Monday, May 4, 2009

Supreme Court: F-word and S-word

The Supreme Court recently ruled that the network stations are subject to FCC penalties for the use of "fleeting expletives," or isolated curse words, on their programs (namely, the f-word and s-word). In an Op-Ed piece published by the New York Times, Adam Freedman argues essentially the point I will make: that the Supreme Court is completely out of touch with contemporary language.
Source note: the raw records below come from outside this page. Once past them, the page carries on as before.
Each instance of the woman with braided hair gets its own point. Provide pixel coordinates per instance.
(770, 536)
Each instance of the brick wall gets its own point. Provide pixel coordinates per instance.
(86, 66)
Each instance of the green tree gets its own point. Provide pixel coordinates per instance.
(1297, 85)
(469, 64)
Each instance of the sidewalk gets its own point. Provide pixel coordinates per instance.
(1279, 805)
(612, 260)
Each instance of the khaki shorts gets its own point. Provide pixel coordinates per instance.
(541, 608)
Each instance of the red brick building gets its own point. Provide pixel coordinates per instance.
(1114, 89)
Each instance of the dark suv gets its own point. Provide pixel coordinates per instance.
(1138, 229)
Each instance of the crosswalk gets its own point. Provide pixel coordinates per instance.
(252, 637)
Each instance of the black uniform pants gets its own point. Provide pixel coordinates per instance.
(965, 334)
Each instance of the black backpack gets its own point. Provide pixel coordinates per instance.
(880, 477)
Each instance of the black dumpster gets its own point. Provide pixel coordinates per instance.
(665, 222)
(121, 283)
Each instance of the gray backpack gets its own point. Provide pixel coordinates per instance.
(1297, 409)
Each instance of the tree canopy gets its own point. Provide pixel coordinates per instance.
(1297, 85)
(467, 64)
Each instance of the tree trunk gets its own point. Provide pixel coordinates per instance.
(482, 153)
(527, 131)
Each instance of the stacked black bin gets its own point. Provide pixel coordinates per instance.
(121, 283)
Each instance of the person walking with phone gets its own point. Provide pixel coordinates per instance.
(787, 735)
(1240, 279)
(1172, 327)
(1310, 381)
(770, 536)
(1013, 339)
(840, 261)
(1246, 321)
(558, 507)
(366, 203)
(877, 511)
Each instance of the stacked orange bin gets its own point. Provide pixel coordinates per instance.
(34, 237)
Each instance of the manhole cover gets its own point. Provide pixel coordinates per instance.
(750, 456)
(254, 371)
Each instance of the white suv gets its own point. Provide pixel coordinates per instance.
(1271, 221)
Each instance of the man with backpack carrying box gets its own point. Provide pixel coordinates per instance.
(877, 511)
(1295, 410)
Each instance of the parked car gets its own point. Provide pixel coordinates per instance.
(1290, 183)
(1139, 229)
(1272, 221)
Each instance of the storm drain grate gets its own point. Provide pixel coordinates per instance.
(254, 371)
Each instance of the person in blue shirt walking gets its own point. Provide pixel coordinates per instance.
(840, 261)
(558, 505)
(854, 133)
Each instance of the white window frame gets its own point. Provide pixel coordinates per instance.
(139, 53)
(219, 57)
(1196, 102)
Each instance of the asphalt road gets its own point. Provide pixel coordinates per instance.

If the Supreme Court had ruled in favor of the FCC because it feared that not doing so would open a pandora's box of cursing on network television, I would have been fine with this. Although I think this is the real reason for its ruling, the Supreme Court, in its ruling, eloquently argued "that it was 'entirely rational' for the F.C.C. to conclude, as it did, that one particular curse 'invariably invokes a coarse sexual image.'" Nothing could be further from the truth. I may be alone, but if someone uses the f-word in a non-sexual context near me I usually just think that person is angry/frustrated/not thinking about sex at all. Obviously Justice Scalia who, little known fact, grew up under a rock, next to a monastery, during the Reformation, disagrees with me and conjurs up the most vulgar, society-shattering, disgusting sexual images when he hears the f-word. Sounds like just the type of moral-arbitrator this country needs.